Attualità
Si torna a parlare di riassetti territoriali in Umbria. Come nei primi anni ’80 del secolo scorso, quando il senatore Learco Saporito, Dc, si fece paladino della creazione della terza provincia umbra: Foligno, Spoleto e Norcia unite in un’entità chiamata FoSpoNo. Nome brutto, va detto, figlio della dottrina moralista democristiana che cercava di accontentare tutti, ma alla fine scontentava chiunque. Anche il destino le si accanì contro: fu più No che FoSpo. La provincia non nacque mai. E dire che ci andammo, comunque, vicino.

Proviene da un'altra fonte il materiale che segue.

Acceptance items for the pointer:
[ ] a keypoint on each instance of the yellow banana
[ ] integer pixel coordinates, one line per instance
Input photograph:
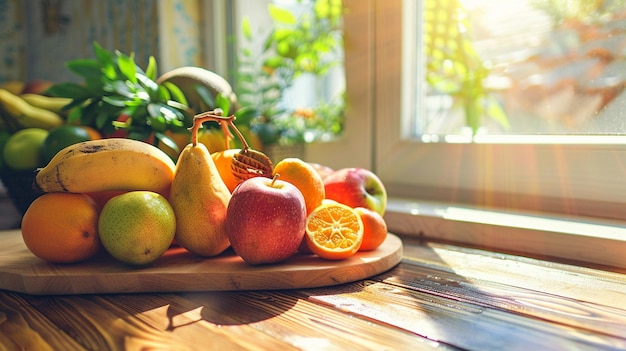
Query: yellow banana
(50, 103)
(107, 164)
(26, 114)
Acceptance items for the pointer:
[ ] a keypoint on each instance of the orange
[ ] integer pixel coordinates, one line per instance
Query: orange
(334, 231)
(223, 161)
(304, 176)
(374, 229)
(62, 227)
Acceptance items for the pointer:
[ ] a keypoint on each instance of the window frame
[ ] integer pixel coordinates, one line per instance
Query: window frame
(425, 181)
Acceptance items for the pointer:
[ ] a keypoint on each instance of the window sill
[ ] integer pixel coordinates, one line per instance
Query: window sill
(593, 243)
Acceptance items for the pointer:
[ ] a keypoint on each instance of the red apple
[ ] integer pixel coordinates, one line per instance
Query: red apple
(356, 187)
(265, 220)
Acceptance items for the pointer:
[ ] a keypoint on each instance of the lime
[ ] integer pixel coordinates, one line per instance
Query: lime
(4, 136)
(137, 227)
(22, 150)
(61, 137)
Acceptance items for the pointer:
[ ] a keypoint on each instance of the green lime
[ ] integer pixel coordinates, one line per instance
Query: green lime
(22, 150)
(137, 227)
(61, 137)
(4, 136)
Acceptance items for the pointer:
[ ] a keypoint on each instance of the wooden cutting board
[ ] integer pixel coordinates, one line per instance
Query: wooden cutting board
(178, 270)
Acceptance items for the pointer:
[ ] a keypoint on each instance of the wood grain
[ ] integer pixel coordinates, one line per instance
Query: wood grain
(179, 270)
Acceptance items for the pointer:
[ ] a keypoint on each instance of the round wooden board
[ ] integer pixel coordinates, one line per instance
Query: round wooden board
(178, 270)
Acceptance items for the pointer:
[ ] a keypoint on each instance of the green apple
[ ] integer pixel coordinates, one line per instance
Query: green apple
(23, 149)
(356, 187)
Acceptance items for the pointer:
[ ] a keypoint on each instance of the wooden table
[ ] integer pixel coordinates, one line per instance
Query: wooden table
(440, 297)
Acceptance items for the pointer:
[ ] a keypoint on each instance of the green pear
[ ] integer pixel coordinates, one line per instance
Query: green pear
(199, 197)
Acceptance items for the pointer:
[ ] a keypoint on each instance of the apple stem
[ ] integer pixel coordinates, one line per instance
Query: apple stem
(225, 122)
(274, 179)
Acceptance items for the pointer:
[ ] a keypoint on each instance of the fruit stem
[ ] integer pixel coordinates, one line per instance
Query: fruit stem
(274, 179)
(216, 115)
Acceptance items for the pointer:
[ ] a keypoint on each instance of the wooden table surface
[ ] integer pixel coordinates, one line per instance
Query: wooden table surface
(440, 297)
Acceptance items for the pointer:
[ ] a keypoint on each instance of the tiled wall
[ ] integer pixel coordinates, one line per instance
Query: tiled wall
(38, 36)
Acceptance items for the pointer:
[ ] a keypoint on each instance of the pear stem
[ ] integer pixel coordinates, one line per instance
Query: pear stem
(225, 122)
(274, 179)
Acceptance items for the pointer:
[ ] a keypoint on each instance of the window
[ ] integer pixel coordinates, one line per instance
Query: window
(577, 178)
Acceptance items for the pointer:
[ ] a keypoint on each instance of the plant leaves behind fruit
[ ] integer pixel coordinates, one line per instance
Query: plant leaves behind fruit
(280, 15)
(69, 90)
(86, 68)
(245, 27)
(223, 103)
(205, 96)
(127, 67)
(175, 93)
(246, 114)
(151, 70)
(162, 138)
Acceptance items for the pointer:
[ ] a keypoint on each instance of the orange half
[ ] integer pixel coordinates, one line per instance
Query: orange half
(334, 231)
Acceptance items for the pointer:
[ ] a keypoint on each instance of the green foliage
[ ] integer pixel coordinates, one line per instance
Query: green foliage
(118, 94)
(296, 44)
(454, 67)
(562, 10)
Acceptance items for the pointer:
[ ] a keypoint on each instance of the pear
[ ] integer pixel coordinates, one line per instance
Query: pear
(199, 198)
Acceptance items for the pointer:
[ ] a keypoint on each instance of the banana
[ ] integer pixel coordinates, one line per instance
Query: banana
(107, 164)
(50, 103)
(26, 114)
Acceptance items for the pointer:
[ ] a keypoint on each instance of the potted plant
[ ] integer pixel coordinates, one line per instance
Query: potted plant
(297, 45)
(119, 98)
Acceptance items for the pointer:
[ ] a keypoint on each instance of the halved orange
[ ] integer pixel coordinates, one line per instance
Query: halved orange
(334, 231)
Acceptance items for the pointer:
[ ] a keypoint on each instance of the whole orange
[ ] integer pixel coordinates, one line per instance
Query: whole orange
(374, 229)
(305, 178)
(223, 161)
(62, 227)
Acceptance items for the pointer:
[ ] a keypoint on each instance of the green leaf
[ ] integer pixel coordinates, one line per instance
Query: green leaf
(222, 102)
(245, 27)
(280, 15)
(86, 68)
(205, 95)
(118, 101)
(162, 138)
(151, 70)
(246, 114)
(150, 86)
(69, 90)
(175, 93)
(127, 67)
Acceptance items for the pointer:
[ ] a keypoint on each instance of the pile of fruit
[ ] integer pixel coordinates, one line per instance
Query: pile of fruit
(131, 199)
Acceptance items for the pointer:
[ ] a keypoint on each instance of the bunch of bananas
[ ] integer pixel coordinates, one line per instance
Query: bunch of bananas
(29, 110)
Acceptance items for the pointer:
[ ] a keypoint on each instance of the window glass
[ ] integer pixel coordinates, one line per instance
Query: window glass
(518, 67)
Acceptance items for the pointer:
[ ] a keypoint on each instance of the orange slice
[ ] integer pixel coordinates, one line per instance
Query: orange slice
(334, 231)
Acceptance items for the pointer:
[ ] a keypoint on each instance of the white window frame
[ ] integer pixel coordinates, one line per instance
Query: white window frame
(565, 200)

Ricordo che, nel 1986, il nostro giornale era pronto a uno scherzo che avevo proposto raccogliendo il consenso di tutti i buontemponi della sede centrale: uscire in edicola il primo aprile con la notizia bomba che la nuova provincia era stata istituita. L’invito? Correre alla Motorizzazione civile per farsi rilasciare le nuove targhe FS – Foligno e Spoleto. Il bozzetto c’era, lo spirito pure. Ma il direttore di allora, Sergio Benincasa, fresco di nomina, bloccò tutto, temendo che il nostro quotidiano, ancora giovane e fragile, sarebbe passato per foglietto da bar dello sport più che per testata autorevole. Ma veniamo a oggi. Si cambia la mappa e la sigla, non la musica.
Stavolta si parla di annettere Spoleto alla provincia di Terni e, magari, di unirci pure Norcia e la Valnerina. L’idea - già delineata da qualcuno una decina di anni fa - è stata rilanciata dal sindaco della città dell’acciaio, Stefano Bandecchi, che a Villa Redenta, a Spoleto, ieri l’altro ha arringato 200 persone come un predicatore laico: “È una battaglia giusta e possibile”, ha detto. E giù applausi. Sulla carta è legittimo. È giusto che i territori facciano sentire la loro voce, che i cittadini possano esprimersi, magari persino con un referendum. È una bella parola, referendum. Sa di partecipazione e di democrazia diretta. Un concetto che scalda i cuori, soprattutto quando la politica quella vera, quella istituzionale, fatica a dare risposte.
Ma la domanda sorge spontanea: serve davvero oggi tutto questo? Perché nel frattempo è cambiato il mondo. E anche l’Italia. Le Province, a furia di riforme e controriforme, sono state svuotate come le zucche ad Halloween. Hanno perso competenze, risorse, dignità. La vera partita, oggi, si gioca altrove: tra Comuni rafforzati e Regioni sempre più invadenti.
Quindi, rimescolare i confini provinciali nel 2025 non è come ridisegnare la mappa del Regno d’Italia nel 1861. È come litigare su chi debba pulire il cortile di un condominio che è già caduto a pezzi. E poi: l’alternativa a Perugia è davvero Terni? Bandecchi e altri parlano di “peruginocentrismo”, di un “re chiamato Perugia” dal quale affrancarsi e si propone la salvezza. Ma attenzione: per convincere tutti non basta gridare in salsa umbra Roma ladrona. Terni ha i suoi problemi. E Spoleto non può illudersi che cambiare bandiera basti per mutare il destino. In fondo, Spoleto resta città di confine, incerta tra mille identità e una viabilità che, verso Terni e la capitale, è in attesa da decenni di una valida alternativa ai tracciati dello Stato Pontificio. E in questa incertezza, forse, più che un referendum servirebbe una visione. Quella che nessuna sigla – né FoSpoNo, né FS, né TerSpoVa – potrà mai garantire.
La verità? Il campanilismo, in Umbria, è eterno. Ma oggi ha poco senso accendere fuochi in città in preda a tanti problemi e su colli e montagne che si ritrovano sempre più spopolati. Forse, più che ridisegnare confini, dovremmo ridare contenuti alle istituzioni. Perché se le Province sono gusci vuoti, chi ci dice che cambiare guscio serva a qualcosa?